Born in Denmark in 1805, Hans Christian Andersen grew up the son of an impoverished washerwoman and a cobbler father given to daydreaming. The child, often left alone, played with his theater and created stories for his marionettes. At the age of fourteen, he left his home in Odense for Copenhagen, penniless, but convinced he would find a job in the Royal Theater. He was immediately dismissed by the director as being too thin and having no breeding.

Andersen then contacted the Director of the Academy of Music, Siboni, asking the housekeeper at the door for a job singing. Ushered into the living room where the Director was giving a dinner party, Andersen sang a song or two, and immediately endeared himself to the guests. And for the next several months he was given dinner each evening at a different guest's home, until he found the patronage of Jonas Collin, one time head of the Royal Theater, who educated him and supported his earliest travels abroad, beginning in 1831.

From 1835 to 1839, Andersen produced a novel The Improvisatore and wrote several of the tales that were later to make him world famous, including “The Princess and the Pea,” “The Emperor's New Clothes,” and “The Little Mermaid.” Throughout his life, however, he continued to travel, making over twenty-nine journeys abroad.
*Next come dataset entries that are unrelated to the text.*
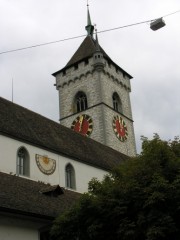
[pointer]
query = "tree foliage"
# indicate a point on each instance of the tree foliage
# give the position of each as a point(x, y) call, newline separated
point(138, 200)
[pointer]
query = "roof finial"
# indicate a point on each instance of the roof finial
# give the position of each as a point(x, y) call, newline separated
point(89, 27)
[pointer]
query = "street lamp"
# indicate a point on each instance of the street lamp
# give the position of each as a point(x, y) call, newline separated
point(157, 24)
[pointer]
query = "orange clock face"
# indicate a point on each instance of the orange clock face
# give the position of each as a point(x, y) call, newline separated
point(120, 128)
point(83, 124)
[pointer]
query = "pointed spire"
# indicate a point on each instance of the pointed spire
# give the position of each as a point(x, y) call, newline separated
point(97, 42)
point(89, 28)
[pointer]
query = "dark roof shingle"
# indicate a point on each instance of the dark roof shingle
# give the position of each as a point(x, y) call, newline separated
point(85, 51)
point(22, 124)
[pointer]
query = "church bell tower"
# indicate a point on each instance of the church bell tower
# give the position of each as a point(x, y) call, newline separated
point(94, 96)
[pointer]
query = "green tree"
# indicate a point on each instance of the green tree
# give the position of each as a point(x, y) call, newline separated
point(140, 199)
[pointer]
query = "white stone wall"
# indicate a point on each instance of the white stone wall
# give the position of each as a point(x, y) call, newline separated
point(84, 173)
point(17, 229)
point(99, 87)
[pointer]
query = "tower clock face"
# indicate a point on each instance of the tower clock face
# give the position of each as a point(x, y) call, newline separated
point(83, 124)
point(120, 128)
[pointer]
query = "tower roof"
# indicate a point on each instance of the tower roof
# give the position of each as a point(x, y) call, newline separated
point(89, 28)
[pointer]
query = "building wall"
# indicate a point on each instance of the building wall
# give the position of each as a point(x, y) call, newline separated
point(99, 87)
point(83, 172)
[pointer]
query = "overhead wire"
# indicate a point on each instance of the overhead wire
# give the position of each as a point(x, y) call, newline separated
point(80, 36)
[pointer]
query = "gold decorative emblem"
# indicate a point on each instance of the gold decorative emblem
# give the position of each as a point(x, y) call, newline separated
point(120, 128)
point(46, 165)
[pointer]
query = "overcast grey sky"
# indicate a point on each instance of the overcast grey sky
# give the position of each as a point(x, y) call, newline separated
point(152, 58)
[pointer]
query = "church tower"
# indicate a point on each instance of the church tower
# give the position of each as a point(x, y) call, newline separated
point(94, 96)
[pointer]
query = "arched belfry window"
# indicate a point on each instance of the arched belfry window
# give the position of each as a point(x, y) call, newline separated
point(117, 105)
point(70, 177)
point(81, 103)
point(22, 162)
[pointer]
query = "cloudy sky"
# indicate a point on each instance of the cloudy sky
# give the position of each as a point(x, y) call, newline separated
point(151, 57)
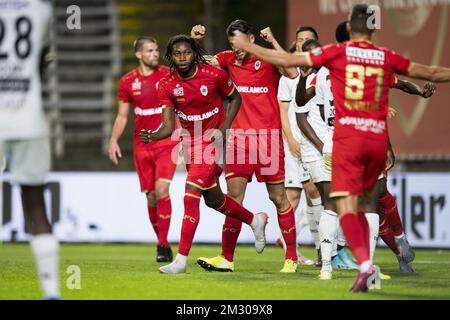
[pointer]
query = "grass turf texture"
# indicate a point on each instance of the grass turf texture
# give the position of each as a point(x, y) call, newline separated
point(130, 272)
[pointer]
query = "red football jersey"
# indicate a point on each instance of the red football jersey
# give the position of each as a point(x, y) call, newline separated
point(361, 75)
point(197, 100)
point(142, 92)
point(257, 82)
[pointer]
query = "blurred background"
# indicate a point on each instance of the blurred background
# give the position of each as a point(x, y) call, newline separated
point(86, 189)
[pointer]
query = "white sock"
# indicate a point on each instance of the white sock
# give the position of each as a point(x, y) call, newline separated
point(45, 249)
point(313, 227)
point(317, 208)
point(181, 259)
point(373, 220)
point(365, 266)
point(301, 221)
point(327, 235)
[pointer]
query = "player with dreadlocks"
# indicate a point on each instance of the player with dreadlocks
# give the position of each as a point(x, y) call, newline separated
point(193, 90)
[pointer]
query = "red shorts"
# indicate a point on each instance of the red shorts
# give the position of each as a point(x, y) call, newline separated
point(155, 164)
point(202, 165)
point(357, 162)
point(262, 155)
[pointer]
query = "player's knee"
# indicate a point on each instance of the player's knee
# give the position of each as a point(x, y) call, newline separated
point(236, 195)
point(278, 198)
point(162, 191)
point(211, 203)
point(151, 199)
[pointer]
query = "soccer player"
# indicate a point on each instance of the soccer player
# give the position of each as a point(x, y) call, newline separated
point(154, 164)
point(360, 73)
point(296, 176)
point(24, 138)
point(255, 144)
point(390, 225)
point(193, 91)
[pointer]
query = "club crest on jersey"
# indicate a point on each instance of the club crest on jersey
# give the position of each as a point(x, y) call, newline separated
point(137, 85)
point(204, 90)
point(178, 91)
point(316, 51)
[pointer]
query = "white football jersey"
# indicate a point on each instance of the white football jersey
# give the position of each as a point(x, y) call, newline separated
point(24, 32)
point(286, 93)
point(325, 98)
point(308, 150)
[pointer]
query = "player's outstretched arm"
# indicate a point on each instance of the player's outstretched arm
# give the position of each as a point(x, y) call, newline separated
point(430, 73)
point(234, 105)
point(120, 123)
point(198, 33)
point(411, 88)
point(268, 36)
point(165, 130)
point(275, 57)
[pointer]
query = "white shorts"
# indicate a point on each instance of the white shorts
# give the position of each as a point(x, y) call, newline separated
point(327, 167)
point(316, 170)
point(27, 160)
point(295, 172)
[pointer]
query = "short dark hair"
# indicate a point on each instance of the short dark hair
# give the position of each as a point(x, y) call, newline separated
point(307, 28)
point(309, 43)
point(358, 19)
point(239, 25)
point(182, 38)
point(342, 34)
point(139, 42)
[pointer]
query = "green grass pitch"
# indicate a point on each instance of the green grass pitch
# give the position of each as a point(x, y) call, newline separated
point(130, 272)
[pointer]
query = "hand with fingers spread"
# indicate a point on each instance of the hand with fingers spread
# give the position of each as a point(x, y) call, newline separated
point(198, 32)
point(267, 35)
point(391, 113)
point(428, 90)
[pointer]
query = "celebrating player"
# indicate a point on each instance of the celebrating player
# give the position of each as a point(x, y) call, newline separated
point(153, 161)
point(256, 140)
point(25, 31)
point(360, 73)
point(194, 90)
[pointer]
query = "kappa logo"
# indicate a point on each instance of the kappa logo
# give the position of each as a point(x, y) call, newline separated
point(137, 85)
point(178, 91)
point(204, 90)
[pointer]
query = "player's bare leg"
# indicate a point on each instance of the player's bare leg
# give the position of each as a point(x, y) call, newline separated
point(214, 198)
point(314, 203)
point(301, 220)
point(391, 229)
point(356, 230)
point(44, 246)
point(286, 221)
point(164, 214)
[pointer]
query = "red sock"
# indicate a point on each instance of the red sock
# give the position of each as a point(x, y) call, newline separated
point(354, 234)
point(230, 233)
point(365, 229)
point(233, 209)
point(164, 210)
point(387, 236)
point(390, 211)
point(286, 221)
point(190, 221)
point(153, 219)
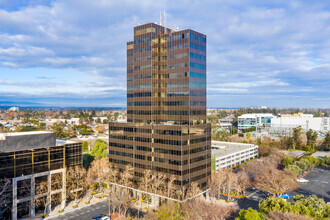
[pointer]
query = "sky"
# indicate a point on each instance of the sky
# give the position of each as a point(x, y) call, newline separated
point(73, 52)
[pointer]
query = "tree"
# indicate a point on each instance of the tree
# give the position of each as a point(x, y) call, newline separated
point(309, 206)
point(249, 214)
point(116, 115)
point(248, 137)
point(311, 137)
point(87, 160)
point(98, 173)
point(263, 151)
point(85, 146)
point(296, 136)
point(172, 211)
point(225, 181)
point(127, 176)
point(327, 141)
point(100, 149)
point(75, 182)
point(59, 130)
point(287, 160)
point(5, 195)
point(285, 216)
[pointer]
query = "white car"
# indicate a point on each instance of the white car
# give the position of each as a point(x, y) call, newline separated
point(302, 180)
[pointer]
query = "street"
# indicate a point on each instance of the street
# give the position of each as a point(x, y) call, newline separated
point(88, 212)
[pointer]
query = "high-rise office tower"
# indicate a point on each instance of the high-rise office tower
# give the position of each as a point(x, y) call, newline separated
point(166, 129)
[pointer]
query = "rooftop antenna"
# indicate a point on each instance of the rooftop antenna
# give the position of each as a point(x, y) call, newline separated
point(165, 22)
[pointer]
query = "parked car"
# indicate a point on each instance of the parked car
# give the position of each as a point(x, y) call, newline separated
point(101, 217)
point(302, 180)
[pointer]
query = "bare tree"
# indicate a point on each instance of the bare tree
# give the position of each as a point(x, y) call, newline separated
point(158, 182)
point(127, 177)
point(5, 195)
point(243, 181)
point(286, 216)
point(76, 182)
point(121, 200)
point(224, 181)
point(171, 187)
point(98, 173)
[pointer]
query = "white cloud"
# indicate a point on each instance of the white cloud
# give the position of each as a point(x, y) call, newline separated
point(254, 47)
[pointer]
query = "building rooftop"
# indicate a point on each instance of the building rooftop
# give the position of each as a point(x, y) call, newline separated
point(26, 140)
point(220, 148)
point(255, 115)
point(297, 153)
point(63, 141)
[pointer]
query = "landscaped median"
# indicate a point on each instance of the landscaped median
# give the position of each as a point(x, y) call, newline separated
point(235, 195)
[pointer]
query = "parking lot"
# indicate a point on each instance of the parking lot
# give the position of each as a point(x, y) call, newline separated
point(319, 184)
point(85, 213)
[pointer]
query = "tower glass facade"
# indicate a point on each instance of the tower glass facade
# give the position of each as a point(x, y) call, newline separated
point(166, 129)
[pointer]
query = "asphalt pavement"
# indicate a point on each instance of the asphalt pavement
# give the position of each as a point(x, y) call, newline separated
point(319, 184)
point(88, 212)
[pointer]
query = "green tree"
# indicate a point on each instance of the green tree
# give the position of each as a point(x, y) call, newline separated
point(59, 131)
point(173, 211)
point(296, 136)
point(85, 146)
point(311, 137)
point(93, 113)
point(87, 160)
point(221, 135)
point(327, 141)
point(116, 115)
point(310, 206)
point(287, 160)
point(100, 149)
point(250, 214)
point(294, 168)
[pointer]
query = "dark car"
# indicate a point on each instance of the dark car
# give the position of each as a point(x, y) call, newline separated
point(98, 217)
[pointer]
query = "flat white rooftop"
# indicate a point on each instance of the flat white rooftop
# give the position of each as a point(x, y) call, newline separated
point(220, 148)
point(26, 133)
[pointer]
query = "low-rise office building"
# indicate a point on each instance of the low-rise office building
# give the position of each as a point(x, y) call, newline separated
point(27, 158)
point(254, 120)
point(305, 121)
point(228, 154)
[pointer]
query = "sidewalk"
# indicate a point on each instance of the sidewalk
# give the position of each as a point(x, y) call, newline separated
point(81, 204)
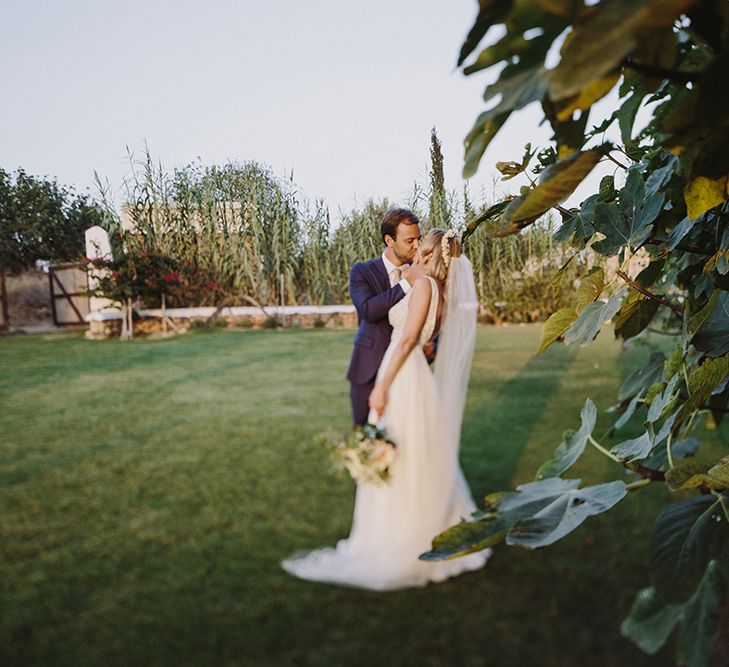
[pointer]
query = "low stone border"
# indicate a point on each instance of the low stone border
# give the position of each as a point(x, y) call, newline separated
point(107, 323)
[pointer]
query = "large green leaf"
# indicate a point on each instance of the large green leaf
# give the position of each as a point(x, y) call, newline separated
point(702, 383)
point(487, 218)
point(580, 226)
point(638, 381)
point(591, 287)
point(685, 537)
point(634, 317)
point(565, 514)
point(650, 621)
point(515, 45)
point(604, 38)
point(572, 446)
point(629, 223)
point(701, 623)
point(467, 537)
point(712, 336)
point(555, 327)
point(591, 319)
point(693, 475)
point(557, 182)
point(516, 90)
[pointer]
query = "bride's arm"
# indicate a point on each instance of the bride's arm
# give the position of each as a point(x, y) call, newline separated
point(417, 312)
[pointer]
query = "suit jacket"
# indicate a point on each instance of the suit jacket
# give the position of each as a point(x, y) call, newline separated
point(372, 296)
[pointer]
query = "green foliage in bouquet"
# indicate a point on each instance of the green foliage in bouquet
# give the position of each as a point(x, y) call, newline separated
point(670, 200)
point(366, 453)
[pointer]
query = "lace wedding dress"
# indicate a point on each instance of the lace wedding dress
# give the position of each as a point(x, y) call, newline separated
point(426, 493)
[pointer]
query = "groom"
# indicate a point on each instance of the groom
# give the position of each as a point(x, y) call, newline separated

In his homeland and elsewhere in Europe, he is also well known for the books describing these journeys.

Translator Anastazia Little has gathered much of this travel writing, which shows him accumulating ideas for his stories in the midst of foreign settings, agonizing over adverse criticism, and displaying a near neurotic concern for his health—all of which makes for fascinating and entertaining reading.